The revised status is as follows:

Figure 3 successful local operation

This seems to be a success, but this is only when you have the running test results of Beam On Spark during the native test. As for whether it can run in the Spark cluster, we also need to generate the corresponding jar package according to the official method, and submit it to the yarn cluster through Spark-submit submission to schedule the operation through yarn. If the operation is successful in this case, that is the real success. So now is not the time to be happy, so let's move on to the next experiment.

You should first add the following build dependencies on shade to the pom.xml file of maven

(this part is added to the plugins node of the build node of the root node

)

Org.apache.maven.plugins

Maven-shade-plugin

False

*: *

META-INF/*.SF

META-INF/*.DSA

META-INF/*.RSA

Package

Shade

True

Shaded

First, package and copy the project to the machine that submitted the application and extract it.

If you have already installed the maven environment, execute the following command directly from the root directory after the decompression

Mvnpackage

And then wait for the compilation to finish.

... ..

As shown in the following figure, the compiled jar package is in the target directory

Submit the jar package as spark. The submitted script is as follows:

${SPARK_HOME} / bin/./spark-submit\

-- class org.tongfang.beam.examples.WordCount\ # # specify the class to run, full path + class name

-- master yarn\ # # submit to yarn scheduling

-- deploy-mode cluster\ # # run in cluster mode

/ home/ubuntu/shaded/target/shaded-1.0.0-shaded.jar## specifies the jar package path

After adding executable permissions to the script, you can start running:

After waiting for a while, it is successful, as shown in the following figure:

The article is from the Mathematical Model Hall. For more communication, please scan and follow us.

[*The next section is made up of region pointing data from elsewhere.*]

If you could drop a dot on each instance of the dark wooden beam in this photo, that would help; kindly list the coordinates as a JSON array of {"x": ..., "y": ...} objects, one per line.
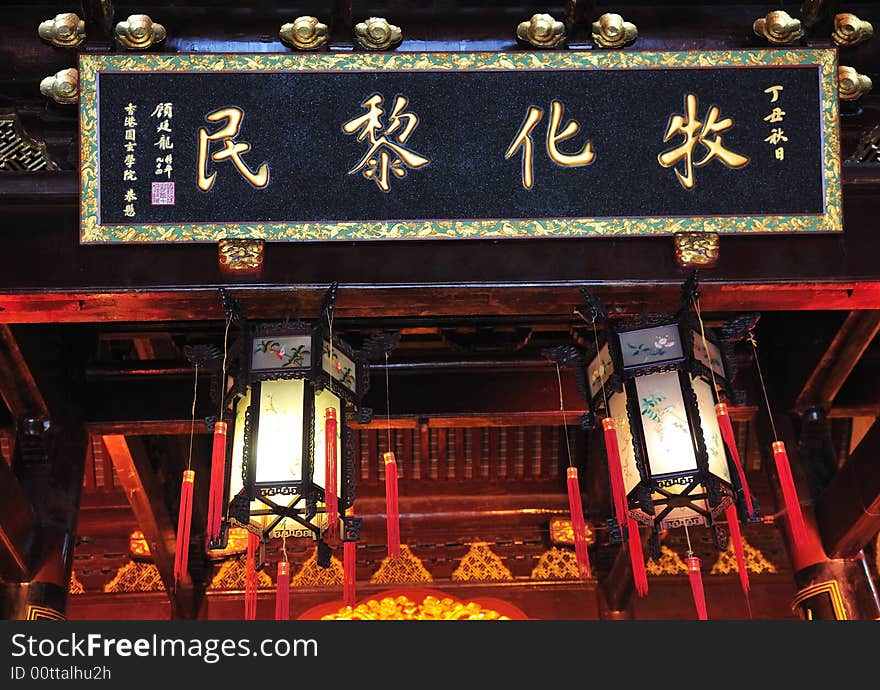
[
  {"x": 16, "y": 528},
  {"x": 844, "y": 352},
  {"x": 137, "y": 477},
  {"x": 17, "y": 385},
  {"x": 848, "y": 511}
]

Welcome to subscribe "Shulou Technology Information " to get latest news, interesting things and hot topics in the IT industry, and controls the hottest and latest Internet news, technology news and IT industry trends.

*The comments in the above article only represent the author's personal views and do not represent the views and positions of this website. If you have more insights, please feel free to contribute and share.